Logischerwijs zal de rol van de apotheker als adviseur nog worden aangescherpt bij een eventuele uitbreiding van de vrij verkrijgbare geneesmiddelen. Vandaag blijft zijn rol eerder beperkt tot de aflevering van het geneesmiddel en advies over de dosering.
Artsen en apothekers blijven de informatie- en distributiekanalen bij uitstek voor patiënten.
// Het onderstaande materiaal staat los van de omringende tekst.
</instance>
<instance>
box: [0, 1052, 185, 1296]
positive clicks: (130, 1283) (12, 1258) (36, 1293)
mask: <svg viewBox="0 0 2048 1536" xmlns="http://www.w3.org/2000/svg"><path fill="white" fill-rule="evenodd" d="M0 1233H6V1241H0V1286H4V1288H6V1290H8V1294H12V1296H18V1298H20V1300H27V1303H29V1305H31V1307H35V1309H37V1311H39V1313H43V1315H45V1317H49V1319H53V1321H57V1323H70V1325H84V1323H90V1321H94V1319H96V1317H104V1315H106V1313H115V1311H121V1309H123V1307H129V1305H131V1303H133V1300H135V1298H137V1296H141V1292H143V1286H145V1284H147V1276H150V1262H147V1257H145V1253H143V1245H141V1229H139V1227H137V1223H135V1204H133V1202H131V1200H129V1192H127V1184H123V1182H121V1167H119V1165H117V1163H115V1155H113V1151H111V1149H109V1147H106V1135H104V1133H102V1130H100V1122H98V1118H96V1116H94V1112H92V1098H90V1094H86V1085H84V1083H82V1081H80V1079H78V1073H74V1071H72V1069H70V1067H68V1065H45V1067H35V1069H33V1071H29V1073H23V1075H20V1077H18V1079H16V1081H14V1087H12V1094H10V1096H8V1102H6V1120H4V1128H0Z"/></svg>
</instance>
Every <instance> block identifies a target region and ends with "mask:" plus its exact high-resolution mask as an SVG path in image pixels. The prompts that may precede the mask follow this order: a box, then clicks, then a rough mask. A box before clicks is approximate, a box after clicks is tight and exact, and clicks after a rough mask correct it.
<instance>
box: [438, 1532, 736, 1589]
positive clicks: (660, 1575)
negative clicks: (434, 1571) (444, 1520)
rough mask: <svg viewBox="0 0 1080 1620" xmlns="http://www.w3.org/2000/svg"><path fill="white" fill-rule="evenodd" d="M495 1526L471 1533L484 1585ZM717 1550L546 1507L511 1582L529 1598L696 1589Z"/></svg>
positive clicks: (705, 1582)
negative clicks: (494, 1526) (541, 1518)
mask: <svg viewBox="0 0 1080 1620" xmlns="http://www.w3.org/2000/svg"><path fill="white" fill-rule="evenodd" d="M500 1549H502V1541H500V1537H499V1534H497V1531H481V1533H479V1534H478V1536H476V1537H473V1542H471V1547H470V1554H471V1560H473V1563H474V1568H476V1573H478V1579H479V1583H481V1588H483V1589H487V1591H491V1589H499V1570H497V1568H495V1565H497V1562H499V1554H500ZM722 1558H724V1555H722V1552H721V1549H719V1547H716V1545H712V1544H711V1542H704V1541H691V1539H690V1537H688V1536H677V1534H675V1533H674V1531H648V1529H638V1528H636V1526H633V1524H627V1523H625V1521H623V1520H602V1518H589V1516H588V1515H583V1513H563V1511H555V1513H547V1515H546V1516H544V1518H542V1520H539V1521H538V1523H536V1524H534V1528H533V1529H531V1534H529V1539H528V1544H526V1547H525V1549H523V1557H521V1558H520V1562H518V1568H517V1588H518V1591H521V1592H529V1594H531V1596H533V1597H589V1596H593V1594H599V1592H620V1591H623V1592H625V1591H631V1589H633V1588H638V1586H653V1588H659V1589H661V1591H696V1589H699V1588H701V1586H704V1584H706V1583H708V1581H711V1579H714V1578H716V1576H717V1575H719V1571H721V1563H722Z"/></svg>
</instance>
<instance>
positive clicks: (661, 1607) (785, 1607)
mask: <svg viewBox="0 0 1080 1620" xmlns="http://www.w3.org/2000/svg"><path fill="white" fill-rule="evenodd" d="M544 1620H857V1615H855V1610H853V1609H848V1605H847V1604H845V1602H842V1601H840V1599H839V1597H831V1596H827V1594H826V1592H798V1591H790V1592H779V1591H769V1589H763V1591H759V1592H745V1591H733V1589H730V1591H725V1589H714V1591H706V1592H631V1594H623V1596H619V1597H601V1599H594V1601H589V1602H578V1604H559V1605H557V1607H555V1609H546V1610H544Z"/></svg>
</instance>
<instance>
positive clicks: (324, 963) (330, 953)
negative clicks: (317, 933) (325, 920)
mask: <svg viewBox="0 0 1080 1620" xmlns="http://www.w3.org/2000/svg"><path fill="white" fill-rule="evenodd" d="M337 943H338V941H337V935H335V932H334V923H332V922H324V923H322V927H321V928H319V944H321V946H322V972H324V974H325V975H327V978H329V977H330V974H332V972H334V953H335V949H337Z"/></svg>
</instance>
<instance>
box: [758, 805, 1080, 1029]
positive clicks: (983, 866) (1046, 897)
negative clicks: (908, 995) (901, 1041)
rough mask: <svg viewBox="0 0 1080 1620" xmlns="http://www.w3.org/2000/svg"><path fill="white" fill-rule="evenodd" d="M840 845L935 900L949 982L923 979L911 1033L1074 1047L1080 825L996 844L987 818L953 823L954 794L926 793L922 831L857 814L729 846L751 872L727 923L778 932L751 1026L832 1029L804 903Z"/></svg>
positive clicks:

De andere kanalen genieten minder geloofwaardigheid. Dit garandeert een unieke geneesmiddelenbewaking, zelfs wanneer het OTC-aanbod zou worden uitgebreid.
Uit dit onderzoek blijkt duidelijk de vraag naar een uitbreiding van het aanbod van OTC-geneesmiddelen
, en dit voor minder ernstige pathologieën. Patiënten vertonen een duidelijke maturiteit inzake de opvolging van hun behandeling en pathologie door een arts. Ze vertrouwen hun arts en zullen een beroep op hem blijven doen. Ook de apotheker speelt volgens de patiënten een belangrijke rol, vermits hij de schakel is tussen de diagnose, de behandeling waartoe de arts beslist en de opvolging van de doktersadviezen door de patiënt; de apotheek is dan de plaats van aflevering, maar ook voor advies aangaande dosering, wisselwerkingen,
enz.
De resultaten van het onderzoek geven aanleiding tot de volgende vraag aan onze beleidsverantwoordelijken: in welke mate biedt de uitbreiding van OTC-geneesmiddelen een reële mogelijkheid om tegemoet te komen aan een vraag van de patiënten, maar ook om budgetten van de sociale zekerheid over te hevelen naar behandelingen voor ernstige pathologieën die nauwelijks of niet worden terugbetaald?